And faculty members want precise numbers, their union president said. Mid-term contract talks have started with Wright State’s faculty and police unions.
Faculty members are dedicated to the institution, said Noeleen McIlvenna, president of the university’s faculty union, the AAUP (American Association of University Professors)-WSU. But faculty members need to see specifics in contract talks, she added.
“We’re going to require a lot more specifics of the budgeting and a lot more precision on it before we start bargaining anything away,” McIlvenna said Friday. “If it came to that, of course the university (faculty) would make sacrifices. They already have made sacrifices.”
As an example of an area she believes needs attention, she pointed to the $500,000 annual salary for Scott Nagy, Wright State’s men’s basketball coach, “by far the highest in the Horizon League,” McIlvenna said.
She said that when she raises Nagy’s salary with university representatives, they respond with a “stony silence.”
“Can we cut the stuff that’s not academic first?” McIlvenna said.
Nagy’s contract — when it was obtained by the Dayton Daily News through a public records request in 2016 — was for five years with an annual base salary of $500,000, which was more than double the $225,000 former coach Billy Donlon earned before being fired in March 2016.
A message seeking comment was sent to a university spokesman Friday, and the Dayton Daily News has asked Wright State officials about the extent of expected cuts.
Wright State was able to reduce a projected annual deficit of $11.5 million to about $1.5 million, with 45 days still to go in the budget year, university staff told trustees Friday.
RELATED: WSU president: 'Few choices' but to cut
Wright State in recent weeks has been able to put a brake on spending, said Greg Sample, Wright State’s chief operating officer.
In a meeting last month, Sample showed trustees a range of budget deficit projections from $11 million to $50 million, although Sample emphasized at the time that a $50 million deficit was not a real possibility.
On Friday, trustees saw a very different number.
“We effectively pulled a parking brake on the university’s spending as we were going down the road at 20 miles per hour,” Sample told trustees in a livestreamed meeting, an achievement he called “phenomenal.”
In fact, there’s a chance that could be turned into a “small surplus,” said Sommer Todd, the university’s fiscal services director.
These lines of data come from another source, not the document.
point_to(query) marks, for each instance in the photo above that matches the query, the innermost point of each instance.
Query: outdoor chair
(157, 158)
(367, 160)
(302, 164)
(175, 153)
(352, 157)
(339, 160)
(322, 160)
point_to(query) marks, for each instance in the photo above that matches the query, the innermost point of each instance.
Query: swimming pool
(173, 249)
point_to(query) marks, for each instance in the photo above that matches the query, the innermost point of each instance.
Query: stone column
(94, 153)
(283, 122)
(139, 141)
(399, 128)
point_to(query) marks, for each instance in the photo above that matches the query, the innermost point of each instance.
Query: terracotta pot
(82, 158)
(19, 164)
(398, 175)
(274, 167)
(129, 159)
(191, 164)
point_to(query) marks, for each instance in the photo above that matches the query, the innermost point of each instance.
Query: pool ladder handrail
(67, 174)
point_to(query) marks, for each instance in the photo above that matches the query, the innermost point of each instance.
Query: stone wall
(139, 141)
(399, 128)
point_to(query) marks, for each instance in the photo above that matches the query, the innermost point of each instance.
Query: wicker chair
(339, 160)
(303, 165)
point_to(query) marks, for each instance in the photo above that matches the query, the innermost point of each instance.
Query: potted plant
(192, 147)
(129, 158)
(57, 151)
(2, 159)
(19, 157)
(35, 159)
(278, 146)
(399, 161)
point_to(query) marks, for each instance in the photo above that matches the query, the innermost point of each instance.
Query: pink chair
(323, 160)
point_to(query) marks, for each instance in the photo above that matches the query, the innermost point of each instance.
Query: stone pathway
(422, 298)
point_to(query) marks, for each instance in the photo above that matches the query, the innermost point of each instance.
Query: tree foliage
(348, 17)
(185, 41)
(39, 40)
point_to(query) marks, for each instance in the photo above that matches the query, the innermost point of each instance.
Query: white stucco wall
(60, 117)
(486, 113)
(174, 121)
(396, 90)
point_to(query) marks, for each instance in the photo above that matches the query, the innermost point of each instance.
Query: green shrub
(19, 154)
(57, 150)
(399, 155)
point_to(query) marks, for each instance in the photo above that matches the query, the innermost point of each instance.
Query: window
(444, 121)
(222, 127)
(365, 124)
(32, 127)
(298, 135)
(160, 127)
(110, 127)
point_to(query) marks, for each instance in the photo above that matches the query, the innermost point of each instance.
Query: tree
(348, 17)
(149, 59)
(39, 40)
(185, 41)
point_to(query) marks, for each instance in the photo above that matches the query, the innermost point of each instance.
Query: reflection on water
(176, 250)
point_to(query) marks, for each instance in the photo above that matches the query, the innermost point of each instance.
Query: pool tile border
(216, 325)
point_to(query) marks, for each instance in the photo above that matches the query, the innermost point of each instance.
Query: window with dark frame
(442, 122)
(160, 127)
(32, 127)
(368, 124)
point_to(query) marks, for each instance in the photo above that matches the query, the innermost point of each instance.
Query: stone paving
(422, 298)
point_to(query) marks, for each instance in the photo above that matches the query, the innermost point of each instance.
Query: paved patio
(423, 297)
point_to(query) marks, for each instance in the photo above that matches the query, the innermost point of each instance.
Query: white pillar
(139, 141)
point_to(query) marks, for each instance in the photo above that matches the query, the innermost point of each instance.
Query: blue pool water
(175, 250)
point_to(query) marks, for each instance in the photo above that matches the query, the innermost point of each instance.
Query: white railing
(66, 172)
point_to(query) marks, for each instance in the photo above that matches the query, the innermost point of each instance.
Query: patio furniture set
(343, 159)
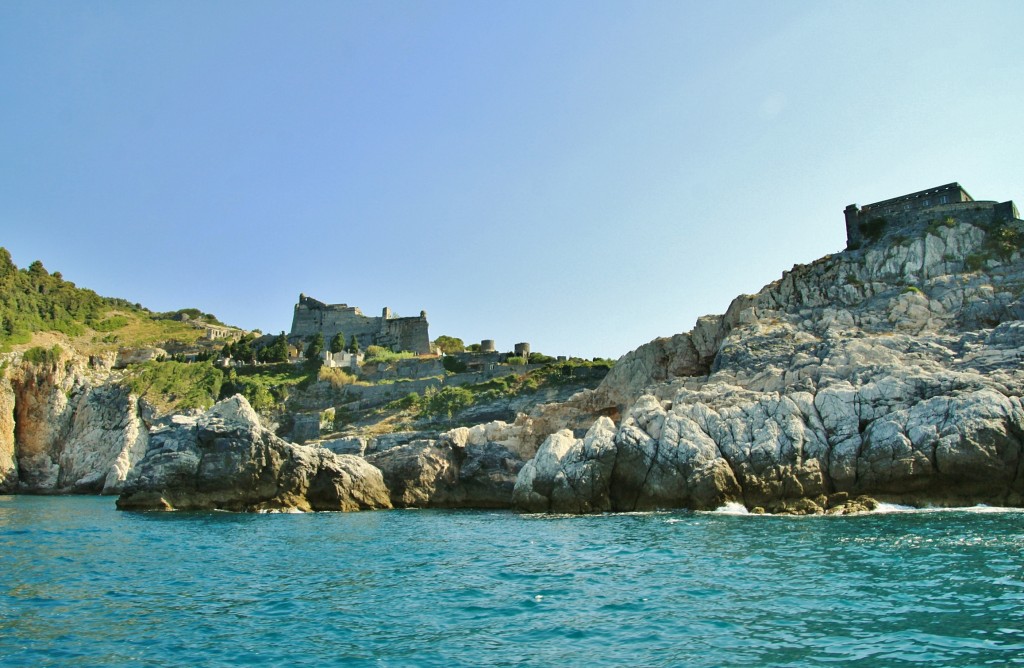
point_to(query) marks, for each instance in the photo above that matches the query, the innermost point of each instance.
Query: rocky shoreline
(890, 373)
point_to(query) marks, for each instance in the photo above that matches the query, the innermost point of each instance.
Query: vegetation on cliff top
(35, 300)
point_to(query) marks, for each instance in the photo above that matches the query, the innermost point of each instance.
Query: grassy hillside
(33, 300)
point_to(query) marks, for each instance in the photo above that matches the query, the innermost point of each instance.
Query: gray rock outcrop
(894, 371)
(65, 428)
(225, 459)
(464, 468)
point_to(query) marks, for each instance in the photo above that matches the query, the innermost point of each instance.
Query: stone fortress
(312, 317)
(948, 200)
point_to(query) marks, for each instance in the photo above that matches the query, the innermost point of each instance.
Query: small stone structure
(948, 200)
(342, 360)
(312, 317)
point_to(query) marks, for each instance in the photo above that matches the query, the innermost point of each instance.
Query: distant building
(312, 317)
(949, 200)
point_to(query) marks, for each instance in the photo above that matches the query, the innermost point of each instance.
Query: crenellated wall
(312, 316)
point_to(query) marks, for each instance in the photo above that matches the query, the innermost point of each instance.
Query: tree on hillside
(450, 344)
(243, 348)
(338, 342)
(276, 350)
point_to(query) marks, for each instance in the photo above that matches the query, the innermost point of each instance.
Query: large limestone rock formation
(893, 371)
(225, 459)
(463, 468)
(64, 427)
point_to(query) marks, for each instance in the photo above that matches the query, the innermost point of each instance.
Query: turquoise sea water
(82, 584)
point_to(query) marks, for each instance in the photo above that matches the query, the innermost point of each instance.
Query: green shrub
(42, 357)
(450, 344)
(377, 355)
(410, 401)
(111, 324)
(177, 385)
(448, 402)
(975, 261)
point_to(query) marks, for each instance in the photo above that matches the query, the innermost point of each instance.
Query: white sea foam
(732, 508)
(980, 508)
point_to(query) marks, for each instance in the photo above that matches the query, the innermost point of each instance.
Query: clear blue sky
(582, 175)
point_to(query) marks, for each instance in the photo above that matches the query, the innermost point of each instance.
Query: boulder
(225, 459)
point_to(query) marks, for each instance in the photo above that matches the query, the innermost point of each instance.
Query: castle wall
(970, 211)
(311, 317)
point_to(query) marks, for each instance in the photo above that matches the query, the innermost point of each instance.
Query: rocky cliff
(892, 371)
(67, 425)
(225, 459)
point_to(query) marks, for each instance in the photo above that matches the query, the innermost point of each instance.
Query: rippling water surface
(82, 584)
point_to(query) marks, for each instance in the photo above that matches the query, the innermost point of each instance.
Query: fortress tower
(312, 316)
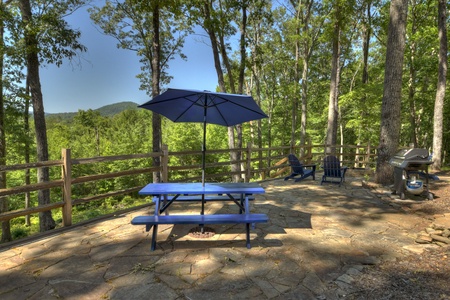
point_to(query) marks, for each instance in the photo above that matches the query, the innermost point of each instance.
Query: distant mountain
(113, 109)
(106, 111)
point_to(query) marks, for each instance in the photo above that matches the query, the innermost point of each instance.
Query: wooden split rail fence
(256, 164)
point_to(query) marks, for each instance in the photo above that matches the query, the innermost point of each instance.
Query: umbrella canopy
(180, 105)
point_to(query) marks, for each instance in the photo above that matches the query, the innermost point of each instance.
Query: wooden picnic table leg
(247, 227)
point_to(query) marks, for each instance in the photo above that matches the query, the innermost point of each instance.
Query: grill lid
(410, 157)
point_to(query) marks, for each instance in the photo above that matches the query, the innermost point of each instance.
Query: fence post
(368, 154)
(165, 163)
(67, 186)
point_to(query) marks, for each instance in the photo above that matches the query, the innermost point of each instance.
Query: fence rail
(256, 164)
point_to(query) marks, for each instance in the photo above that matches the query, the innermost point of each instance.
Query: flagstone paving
(318, 239)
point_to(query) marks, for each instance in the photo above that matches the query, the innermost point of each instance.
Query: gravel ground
(417, 276)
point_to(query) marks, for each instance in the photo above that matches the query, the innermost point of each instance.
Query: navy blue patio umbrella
(181, 105)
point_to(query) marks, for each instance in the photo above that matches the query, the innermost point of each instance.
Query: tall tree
(149, 28)
(333, 109)
(47, 39)
(46, 221)
(392, 93)
(438, 124)
(6, 229)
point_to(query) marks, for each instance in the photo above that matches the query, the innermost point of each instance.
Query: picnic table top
(167, 188)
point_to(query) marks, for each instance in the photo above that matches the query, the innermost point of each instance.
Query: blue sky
(106, 75)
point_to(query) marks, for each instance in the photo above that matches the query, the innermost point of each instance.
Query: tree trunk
(46, 221)
(156, 71)
(391, 103)
(440, 93)
(333, 110)
(4, 205)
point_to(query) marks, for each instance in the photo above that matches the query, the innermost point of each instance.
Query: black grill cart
(408, 164)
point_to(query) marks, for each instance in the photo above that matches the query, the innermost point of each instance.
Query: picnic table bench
(152, 221)
(164, 194)
(237, 198)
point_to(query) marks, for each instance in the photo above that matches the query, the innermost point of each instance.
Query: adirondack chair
(299, 169)
(332, 170)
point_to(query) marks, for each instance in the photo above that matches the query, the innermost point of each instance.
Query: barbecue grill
(408, 165)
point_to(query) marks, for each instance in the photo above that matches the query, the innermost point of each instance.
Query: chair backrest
(332, 166)
(296, 165)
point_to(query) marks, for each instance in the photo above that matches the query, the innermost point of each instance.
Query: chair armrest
(313, 166)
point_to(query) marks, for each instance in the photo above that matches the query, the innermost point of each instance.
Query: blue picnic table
(167, 193)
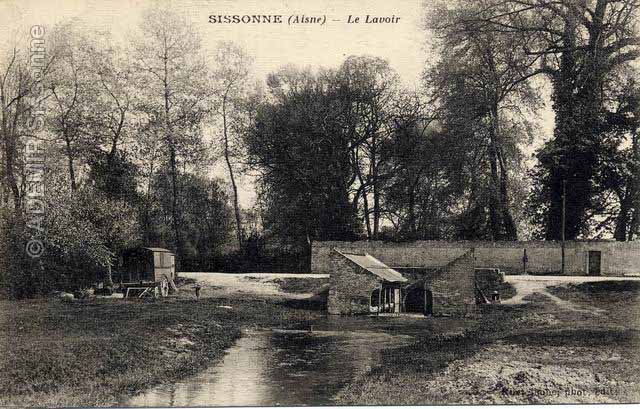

And the goal before the university at the moment is to reduce spending from about $260 million a year to closer to $200 million by the year 2023, Sample said.
“Revenue is something we have to work on, too,” said Marty Grunder, a Wright State trustee.
“A confluence of declining enrollment projections and shrinking state support have left the university few choices but to pursue continued expense and workforce reductions so that Wright State can continue to serve the Dayton region and the state of Ohio,” Edwards said in her email Thursday.